Interactive Visual Interfaces

Project 1 Documentation:

Application Motivation:

This application takes a csv file full of exoplanet related data, and turns it into a usable format. More specifically, it shows how data compares among the listed planets (like number of orbiting planets to stars), the relationships between sets of data (like planet radius versus mass), and theoretically the interactivity when one subset of data is selected rather than the entirety of the file. Without this application, there are tens of thousands of pieces of information through which a user would have to sort. With it, it's far more manageable, visually appealing, and comprehensive.

Application Data:

The data used for this project can be found in this file and is sourced from this site. It's a tabular data set and contains 5243 rows of the following data attributes and their meanings:

pl_name: Planet Name
hostname: Host Name
sys_name: System Name
sy_snum: Number of Stars
sy_pnum: Number of Planets
discoverymethod: Discovery Method
disc_year: Discovery Year
pl_orbper: Orbital Period (days)
pl_orbsmax: Orbit Semi-Major Axis (AU)
pl_rade: Planet Radius: (Earth-Radii)
pl_bmasse: Planet Mass (Earth-Masses)
pl_orbeccen: Orbital Eccentricity
st_spectype: Spectral Type
st_rad: Stellar Radius
st_mass: Stellar Mass
sy_dist: Distance (pc)

Among these, there were numerous cells in which there was no data provided; in these cases, there was either a blank cell (exoplanets-csv) or a 'BLANK' string (exoplanets-with-blanks) which required sorting when used in the application.

Visualization Components:

Below is the initially-loaded application in action - though they are separated here, they're all accessible upon loading by scrolling up/down.

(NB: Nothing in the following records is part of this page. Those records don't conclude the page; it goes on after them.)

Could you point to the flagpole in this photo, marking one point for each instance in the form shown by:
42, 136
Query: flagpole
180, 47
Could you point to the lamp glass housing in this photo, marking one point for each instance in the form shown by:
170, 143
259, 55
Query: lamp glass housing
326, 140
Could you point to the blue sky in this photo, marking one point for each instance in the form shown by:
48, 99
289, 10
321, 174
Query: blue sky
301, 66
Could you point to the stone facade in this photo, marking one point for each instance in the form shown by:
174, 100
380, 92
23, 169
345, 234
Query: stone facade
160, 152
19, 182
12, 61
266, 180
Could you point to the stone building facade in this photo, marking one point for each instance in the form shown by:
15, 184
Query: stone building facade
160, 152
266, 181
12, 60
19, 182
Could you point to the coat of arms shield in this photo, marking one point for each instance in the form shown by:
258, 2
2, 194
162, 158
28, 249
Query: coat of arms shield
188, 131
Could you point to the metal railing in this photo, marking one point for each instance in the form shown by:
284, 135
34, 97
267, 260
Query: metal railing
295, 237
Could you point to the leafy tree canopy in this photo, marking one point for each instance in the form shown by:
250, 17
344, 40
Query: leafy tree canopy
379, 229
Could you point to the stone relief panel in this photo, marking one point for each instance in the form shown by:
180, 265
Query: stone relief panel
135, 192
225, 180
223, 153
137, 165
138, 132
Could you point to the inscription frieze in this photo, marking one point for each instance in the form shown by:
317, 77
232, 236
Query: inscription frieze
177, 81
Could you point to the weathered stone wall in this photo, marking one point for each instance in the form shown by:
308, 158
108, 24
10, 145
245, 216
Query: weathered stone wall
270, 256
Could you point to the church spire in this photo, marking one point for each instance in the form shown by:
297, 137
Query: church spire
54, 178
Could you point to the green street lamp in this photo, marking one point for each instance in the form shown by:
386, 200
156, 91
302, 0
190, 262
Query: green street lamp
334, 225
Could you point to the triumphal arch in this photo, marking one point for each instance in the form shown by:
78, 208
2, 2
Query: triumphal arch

The view at this time is not yet updateable from the application itself (ie, clicking a bar on a barchart and the rest of the data adjusting to that data subset), however if it were, the updated view would be updated bars on all barcharts, as well as an updated linechart, histogram, scatterplot, and table corresponding to the newly-set subset. Some portions are able to be adjusted from within the code though.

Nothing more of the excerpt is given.